William Henry Fox Talbot :The Pencil of Nature 1844. - the first book illustrated with photographs.
Of course, illustrated books had been around a long, long time: from Egyptian papyrus scrolls with their intricate marriage of heiroglyphs and illustrations, to beautiful, hand-scribed and illustrated Me- dieval illuminated manuscripts, through to the invention of print and the combination of wood-cuts and moveable metal typefaces in the 15th century, but here we have the latest 19th century imaging technology serving as ready-made image plates to be hand-glued into a litho or letterpress-printed book.
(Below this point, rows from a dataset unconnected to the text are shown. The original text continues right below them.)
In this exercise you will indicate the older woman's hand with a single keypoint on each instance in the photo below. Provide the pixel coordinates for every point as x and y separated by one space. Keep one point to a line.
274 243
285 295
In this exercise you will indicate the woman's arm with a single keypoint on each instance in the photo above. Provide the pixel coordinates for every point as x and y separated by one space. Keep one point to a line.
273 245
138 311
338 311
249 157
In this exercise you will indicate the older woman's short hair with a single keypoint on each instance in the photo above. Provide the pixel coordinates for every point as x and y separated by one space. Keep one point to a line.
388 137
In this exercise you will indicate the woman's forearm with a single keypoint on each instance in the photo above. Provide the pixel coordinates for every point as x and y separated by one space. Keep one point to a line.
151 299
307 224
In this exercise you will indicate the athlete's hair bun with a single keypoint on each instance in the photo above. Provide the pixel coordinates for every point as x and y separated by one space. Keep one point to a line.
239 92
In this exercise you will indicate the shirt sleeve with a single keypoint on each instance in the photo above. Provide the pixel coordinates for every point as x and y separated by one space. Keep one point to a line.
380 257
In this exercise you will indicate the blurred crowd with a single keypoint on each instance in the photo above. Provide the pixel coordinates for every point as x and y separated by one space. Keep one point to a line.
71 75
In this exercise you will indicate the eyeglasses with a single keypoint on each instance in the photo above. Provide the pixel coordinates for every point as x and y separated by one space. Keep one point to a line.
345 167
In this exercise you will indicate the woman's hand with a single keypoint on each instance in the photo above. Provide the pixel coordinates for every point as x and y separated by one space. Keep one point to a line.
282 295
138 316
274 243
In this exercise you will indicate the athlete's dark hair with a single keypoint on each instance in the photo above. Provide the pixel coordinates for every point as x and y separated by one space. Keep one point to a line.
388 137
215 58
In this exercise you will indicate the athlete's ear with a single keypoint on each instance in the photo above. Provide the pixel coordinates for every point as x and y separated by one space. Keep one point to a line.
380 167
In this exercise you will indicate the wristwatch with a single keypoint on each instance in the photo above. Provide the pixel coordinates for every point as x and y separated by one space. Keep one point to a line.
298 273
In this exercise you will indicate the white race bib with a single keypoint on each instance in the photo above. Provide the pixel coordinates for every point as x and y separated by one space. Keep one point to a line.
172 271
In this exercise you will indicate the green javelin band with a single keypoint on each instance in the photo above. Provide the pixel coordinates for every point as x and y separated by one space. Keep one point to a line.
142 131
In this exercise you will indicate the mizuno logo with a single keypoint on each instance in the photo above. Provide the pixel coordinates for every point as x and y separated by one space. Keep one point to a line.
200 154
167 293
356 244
Considering the importance photography was to assume, especially after the invention of the half-tone process (c1873), this is a significant publication, and it is entirely appropriate that the writer is really the inventor of modern photography. Talbot was anxious that his readers fully realised the significance of his invention - that you didn’t need to be an artist anymore to make realistic images, portraits and scenes from nature: “The plates of the present work are impressed by the agency of Light alone, without any aid whatever from the artist’s pencil. They are the sun-pictures themselves, and not, as some persons have imagined, engravings in imitation.” (Talbot: The Pencil of Nature 1844). Nowadays, cameras are ubiquitous and we are so used to having this power in our pocket, that it is hard to understand the stupendous impact of photography - in both its early forms - on the psyche of the 1840s. It was the first of the modern new media, and it was coeval with the central me-
dium of recent times - the computer. Indeed Talbot and Babbage knew each other.